Optimizing Information-theoretical Generalization Bounds via Anisotropic Noise in SGLD

TL;DR

This paper improves generalization bounds for SGLD by optimizing the anisotropic noise structure, showing that the optimal noise covariance aligns with the empirical gradient covariance, validated through theoretical and empirical analysis.

Contribution

It introduces a new information-theoretical bound and derives the optimal noise covariance structure for SGLD, enhancing generalization performance.

Findings

Optimal noise covariance is close to the empirical gradient covariance.

The new bound enables better analysis of noise structure in SGLD.

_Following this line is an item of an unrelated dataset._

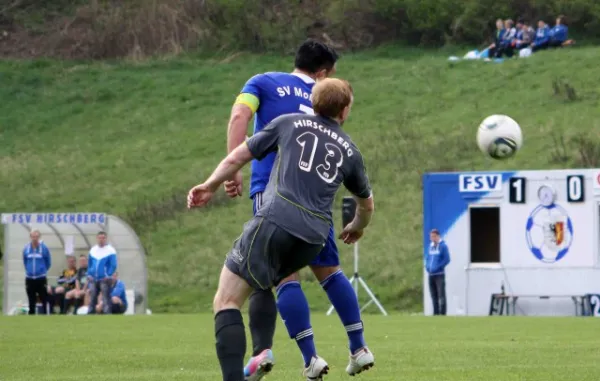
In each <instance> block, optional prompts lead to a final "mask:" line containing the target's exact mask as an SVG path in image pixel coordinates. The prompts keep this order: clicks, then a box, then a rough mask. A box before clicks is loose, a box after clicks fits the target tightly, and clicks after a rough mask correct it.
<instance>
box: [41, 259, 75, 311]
mask: <svg viewBox="0 0 600 381" xmlns="http://www.w3.org/2000/svg"><path fill="white" fill-rule="evenodd" d="M76 278H77V262H76V261H75V257H74V256H72V255H68V256H67V268H66V269H64V270H63V272H62V274H61V275H60V276H59V277H58V280H57V282H56V283H57V284H58V285H57V286H56V287H50V286H49V287H48V293H49V294H50V295H51V297H50V313H52V312H53V310H54V307H55V306H56V305H58V306H59V307H60V313H61V314H62V315H64V314H66V313H67V312H66V305H65V294H66V293H68V292H70V291H72V290H74V289H75V280H76Z"/></svg>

Empirical results validate the theoretical optimal noise structure.

Abstract

Recently, the information-theoretical framework has been proven to be able to obtain non-vacuous generalization bounds for large models trained by Stochastic Gradient Langevin Dynamics (SGLD) with isotropic noise. In this paper, we optimize the information-theoretical generalization bound by manipulating the noise structure in SGLD. We prove that with constraint to guarantee low empirical risk, the optimal noise covariance is the square root of the expected gradient covariance if both the prior and the posterior are jointly optimized. This validates that the optimal noise is quite close to the empirical gradient covariance. Technically, we develop a new information-theoretical bound that enables such an optimization analysis. We then apply matrix analysis to derive the form of optimal noise covariance. Presented constraint and results are validated by the empirical observations.